Again Auckland had blessed us with perfect weather – barely a cloud in sight, really helping the Waitemata Harbour live up to its name.  Waitemata is a Maori word for ‘The Sparkling Waters”.  (Or maybe not, if you read Wikipedia.  ‘Wai’ is water – so it’s at least part right regardless.)

Sparkling they were, regardless – a great trip out into the harbour, past the working docks, (car carriers are funny looking boats, it must be said), and out to the famous Bean Rock lighthouse with its own cottage, that families used to live in, though if you needed a pint of milk your only option was to jump in a dinghy and row yourself back to shore, so that part wouldn’t have been the most fun.  Still, think of the views!  These days, of course, the whole thing is automated and there are no more lighthouse keepers.  It still does a good  job of keeping ships safe from nearby reefs though.

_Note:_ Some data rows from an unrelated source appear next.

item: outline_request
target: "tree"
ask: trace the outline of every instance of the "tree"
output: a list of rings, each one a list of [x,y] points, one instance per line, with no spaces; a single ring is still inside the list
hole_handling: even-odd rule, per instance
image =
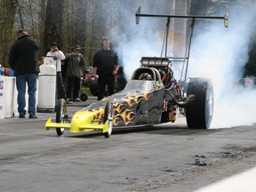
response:
[[[43,50],[46,54],[49,52],[51,42],[56,42],[61,49],[63,46],[63,0],[48,0]]]

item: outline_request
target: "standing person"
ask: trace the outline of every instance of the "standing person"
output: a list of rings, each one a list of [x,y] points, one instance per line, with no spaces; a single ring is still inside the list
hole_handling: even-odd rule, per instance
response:
[[[80,81],[82,71],[84,69],[85,61],[83,54],[80,53],[81,47],[76,45],[74,52],[67,55],[68,60],[67,76],[68,76],[68,92],[67,102],[72,103],[74,101],[81,101],[78,97],[80,91]],[[71,94],[73,89],[73,94]]]
[[[110,41],[108,37],[102,39],[102,49],[97,52],[93,57],[94,77],[98,78],[98,100],[104,97],[104,92],[108,85],[108,94],[114,94],[115,76],[117,74],[119,65],[117,54],[111,50]]]
[[[61,75],[61,62],[60,62],[60,60],[65,60],[66,57],[64,53],[58,49],[57,45],[58,44],[56,42],[52,42],[50,44],[51,51],[47,52],[46,57],[53,57],[54,60],[56,60],[58,100],[60,99],[67,100],[65,86],[63,84]]]
[[[26,117],[26,86],[28,84],[29,118],[36,116],[36,77],[39,73],[37,53],[39,44],[37,41],[29,37],[28,33],[20,29],[18,31],[18,40],[14,42],[9,55],[9,65],[14,70],[16,87],[18,91],[18,112],[20,118]]]

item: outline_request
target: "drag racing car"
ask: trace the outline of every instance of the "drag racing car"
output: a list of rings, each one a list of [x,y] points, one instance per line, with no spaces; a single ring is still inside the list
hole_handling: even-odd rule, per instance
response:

The cruise included a brief (as in <10 minutes!) stop at Rangitoto Island, the newest volcanic island in the vicinity, having last erupted only around 600 years ago.  As a result there’s a lot of black volcanic rock, and it’s a wonder how the trees grow with only 500 years worth of work to make any kind of soil.  It’s also pest-free, so a kind of sanctuary for the native wildlife.

On the way we also saw an impressive bunch of kites – possibly just advertising the Aquarium as they seemed to be  nearby, but a pretty impressive sight nonetheless.  Also, being the ‘city of sails’ there were plenty of boats out and about – it was pretty windy out there so a good day to sailing.  But there were still what looked like thousands of boats still in the marinas – we sailed in to one for a look at all the boats, but all I could think of was 1980s music, Miami Vice, and Lifestyle of the Rich and Famous – maybe the 80s was the decade that established the link that having a yacht meant you were very rich.

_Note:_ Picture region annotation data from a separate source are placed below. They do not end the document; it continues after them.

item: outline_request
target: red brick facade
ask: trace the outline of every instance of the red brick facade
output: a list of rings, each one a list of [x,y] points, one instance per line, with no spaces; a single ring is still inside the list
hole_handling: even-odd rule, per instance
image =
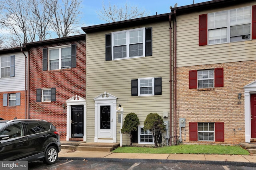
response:
[[[3,106],[3,95],[4,94],[20,93],[20,105],[15,106]],[[0,117],[5,120],[12,120],[16,117],[18,119],[25,119],[26,104],[25,91],[15,91],[0,92]]]
[[[255,61],[198,65],[177,68],[177,133],[179,118],[186,118],[185,142],[238,144],[245,141],[243,87],[255,80]],[[189,72],[223,68],[224,86],[199,90],[189,88]],[[242,94],[240,100],[238,94]],[[224,142],[190,141],[190,122],[224,122]],[[182,137],[184,139],[184,128]]]
[[[86,96],[86,43],[84,38],[65,43],[32,47],[29,55],[30,118],[40,119],[52,122],[60,133],[61,140],[66,140],[67,111],[66,102],[77,95],[84,99]],[[50,43],[49,43],[50,44]],[[43,49],[67,45],[76,45],[76,67],[43,71]],[[36,102],[36,89],[55,88],[55,102]]]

The cruise ticket also came with a bonus – a free return trip to Devonport.  Only 6 minutes by ferry, or a one hour drive in peak hour.  Despite being so close to Auckland it’s half a world away – a small town that has retained much of its history and character.  The chocolate shop we visited was excellent (I mean, it sells chocolate, what’s not to like), but the lunch we had elsewhere (let’s not name and shame) was pretty disappointing.  Serves us right for getting there after all the pie shops had sold out of pies, I guess!  While waiting for the ferry back we sat by the foreshore with great views across to Auckland, and I was able to FaceTime Mum & Dad and to wish Dad a Happy Birthday.  Happy Birthday Dad!


Now even though we’re away on holidays some things can’t be ignored.  Thats right, it’s Sunday night, so Dr Who was on the telly.  We found the channel, and all was well, but imagine my surprise when adverts interrupted it.  So rude!

After that we went back to the wonderful ‘Monsoon Poon’ restaurant for dinner.  The butter chicken was simply amazing, the Thai Beef Salad, slightly less so. Still good, but not oh-my-god-this-is-amazing.  Still, all beautiful fresh ingredients so still left being very happy with the place.  Will surely return next time we’re in Auckland.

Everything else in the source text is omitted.